- The Washington Times - Thursday, June 9, 2011

By the time Blake Brettschneider found out he would be kicking off his professional soccer career with D.C. United, the University of South Carolina product had endured waiting through five rounds and 75 picks over the course of two separate drafts.

Considering how much time passed before his name was called, Brettschneider joined United’s rebuilt attacking corps without the same fanfare that accompanied fellow offseason acquisitions Charlie Davies, Josh Wolff and Joseph Ngwenya. His even making the opening-day roster was far from guaranteed.

The 22-year-old, after all, was bypassed during January’s three-round MLS SuperDraft before D.C. selected him in the supplemental draft five days later. But he has developed into a formidable option at forward, having started both matches of the club’s road swing to Portland and Los Angeles last week.

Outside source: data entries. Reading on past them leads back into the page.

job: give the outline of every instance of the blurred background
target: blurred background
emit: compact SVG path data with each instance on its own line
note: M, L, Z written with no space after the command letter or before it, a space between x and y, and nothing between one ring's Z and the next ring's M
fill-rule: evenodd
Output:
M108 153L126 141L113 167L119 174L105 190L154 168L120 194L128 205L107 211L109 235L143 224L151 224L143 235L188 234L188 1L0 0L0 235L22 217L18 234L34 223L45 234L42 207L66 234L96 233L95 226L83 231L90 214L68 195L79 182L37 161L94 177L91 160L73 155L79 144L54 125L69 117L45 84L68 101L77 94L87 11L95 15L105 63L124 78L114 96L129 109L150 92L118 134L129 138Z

“Obviously, I would have liked to have gone higher,” Brettschneider said. “But just to be on the team - that was enough. To get the minutes that I have gotten so far is probably the product of hard work and just not taking no for an answer.”

With Davies, United’s leading scorer, still working his way back to full fitness after suffering a hamstring strain May 14, Brettschneider could make his fifth start for D.C. (4-4-4) on Saturday against the San Jose Earthquakes (4-4-4) at RFK Stadium.

While usual United starters Davies and Wolff offer bursts of speed and dynamic runs that keep opposing defenders on their heels, the 6-foot, 172-pound Brettschneider is more of a banger up top who provides a physical presence in the attacking third.

He used that size May 29 at Portland to tally the first two assists of his career on a pair of flick-on headers that sparked a 3-2 D.C. win. The rookie retained his place in the starting lineup five days later as United picked up a scoreless draw at first-place Los Angeles.

“He’s done exactly what we’ve asked him to do these last couple games and that’s try to hold the ball and work your tail off,” coach Ben Olsen said. “He’s got a ways to go, but I thought in the two games, he was a big part of the success of our team.”

The lanky Georgia native quickly made a name for himself with United this preseason by notching four goals. His scoring exploits, however, didn’t immediately carry over into regular-season success, and he ended up going nearly two months without seeing the field in a league match.

The tide started to turn when he bagged his first professional goal during a 2-1 friendly loss to Dutch champion Ajax last month. Injuries to Davies and Wolff then slid him into the first 11 against Portland, and he made the most of his opportunity by helping United become the first visiting side to win an MLS contest at Jeld-Wen Field.

“Coming into the league, games look a little differently than they did in the preseason,” Wolff explained. “He had some moments that were good early but obviously some struggles. I think he had a little bit of a confidence lull, but he picked it back up after the Ajax game.”

After playing a slew of different positions at South Carolina, and being initially listed by MLS as a defender, midfielder and forward, the former U.S. under-20 national team player has embraced the opportunity to focus on being a striker for United.

“I don’t have a lot of complaints coming out of South Carolina, but if there is one thing I wish would have been different, it would have been to stay in one position,” Brettschneider said. “It makes it a little bit more difficult to find a rhythm. It’s definitely nicer to stay in one spot for the most part.”

As he continues to learn the subtleties of playing forward full time and adjust to the professional game’s speed, Brettschneider said he is concentrating on developing the technical savvy to consistently hold the ball up front. And like most attacking players, he feels he can always improve on his finishing.

Brettschneider, though, knows his progress largely is dependent on his continuing to prove the teams that repeatedly passed him over wrong and earn first-team playing time in MLS.

“Getting minutes is crucial for a player like me, being in and out [of the lineup] sometimes, and especially being younger,” he said. “Any kind of experience like that is valuable to me. I’m just trying to put good performances in and give them reason to play me again.”